A Prefeitura de São Paulo quer retirar das ruas, à força se for preciso, usuários de drogas que recusem tratamento. A administração já busca uma alternativa jurídica para isso.


O prefeito Gilberto Kassab (PSD) disse ontem, durante a sabatina Folha/UOL, que a ideia é “dar mais liberdade” para as equipes de saúde e de assistência social da prefeitura poderem atuar com usuários de drogas. O alvo principal é a cracolândia.


Cláudio Lembo, secretário de Negócios Jurídicos e ex-governador, disse que está conversando com o TJ (Tribunal de Justiça), o Ministério Público e a Defensoria Pública sobre o assunto. Lembo pretende criar um “consenso jurídico” para embasar as ações da prefeitura.
A Defensoria negou que esteja participando das discussões. O TJ não confirmou estar participando da discussão e o Ministério Público não respondeu.

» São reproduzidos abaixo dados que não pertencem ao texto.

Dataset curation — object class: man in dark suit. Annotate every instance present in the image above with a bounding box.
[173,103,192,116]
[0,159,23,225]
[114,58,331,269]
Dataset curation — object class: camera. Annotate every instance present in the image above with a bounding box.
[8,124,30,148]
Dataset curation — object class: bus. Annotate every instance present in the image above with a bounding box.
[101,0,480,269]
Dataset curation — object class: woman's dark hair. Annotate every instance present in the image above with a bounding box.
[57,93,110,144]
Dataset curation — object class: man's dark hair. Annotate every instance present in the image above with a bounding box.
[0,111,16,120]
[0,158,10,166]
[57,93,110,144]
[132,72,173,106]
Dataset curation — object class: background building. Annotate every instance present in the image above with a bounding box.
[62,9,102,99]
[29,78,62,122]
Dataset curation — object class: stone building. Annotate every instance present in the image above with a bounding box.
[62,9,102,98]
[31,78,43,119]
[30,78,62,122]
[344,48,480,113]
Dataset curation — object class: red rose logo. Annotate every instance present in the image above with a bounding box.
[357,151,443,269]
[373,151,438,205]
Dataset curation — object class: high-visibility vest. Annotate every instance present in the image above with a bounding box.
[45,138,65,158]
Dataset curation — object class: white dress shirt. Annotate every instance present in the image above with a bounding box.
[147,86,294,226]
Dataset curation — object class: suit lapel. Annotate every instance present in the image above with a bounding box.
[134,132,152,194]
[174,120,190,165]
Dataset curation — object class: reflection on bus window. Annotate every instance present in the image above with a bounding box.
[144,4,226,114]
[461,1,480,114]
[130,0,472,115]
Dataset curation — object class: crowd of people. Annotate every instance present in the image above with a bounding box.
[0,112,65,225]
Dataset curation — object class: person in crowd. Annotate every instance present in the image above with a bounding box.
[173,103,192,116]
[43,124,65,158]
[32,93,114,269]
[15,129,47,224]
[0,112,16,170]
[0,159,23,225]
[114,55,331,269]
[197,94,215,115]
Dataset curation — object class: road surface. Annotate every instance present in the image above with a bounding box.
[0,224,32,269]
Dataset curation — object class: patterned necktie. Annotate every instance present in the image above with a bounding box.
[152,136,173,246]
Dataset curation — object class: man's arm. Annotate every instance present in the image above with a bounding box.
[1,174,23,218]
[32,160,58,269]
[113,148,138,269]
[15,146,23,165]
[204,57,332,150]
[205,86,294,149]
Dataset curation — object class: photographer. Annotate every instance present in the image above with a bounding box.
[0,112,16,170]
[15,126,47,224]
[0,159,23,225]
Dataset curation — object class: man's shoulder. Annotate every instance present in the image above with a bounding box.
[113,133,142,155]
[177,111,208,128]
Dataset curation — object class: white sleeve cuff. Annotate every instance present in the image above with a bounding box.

Segundo Lembo, o principal argumento de quem é contrário à medida é que o direito à locomoção, ou “direito de ir e vir”, não permite a retirada compulsória de pessoas das ruas.“Mas também existe o direito à dignidade humana e à integridade física. Precisamos achar um equilíbrio.”Lembo afirmou, no entanto, que as discussões ainda são iniciais e não há data para serem concluídas.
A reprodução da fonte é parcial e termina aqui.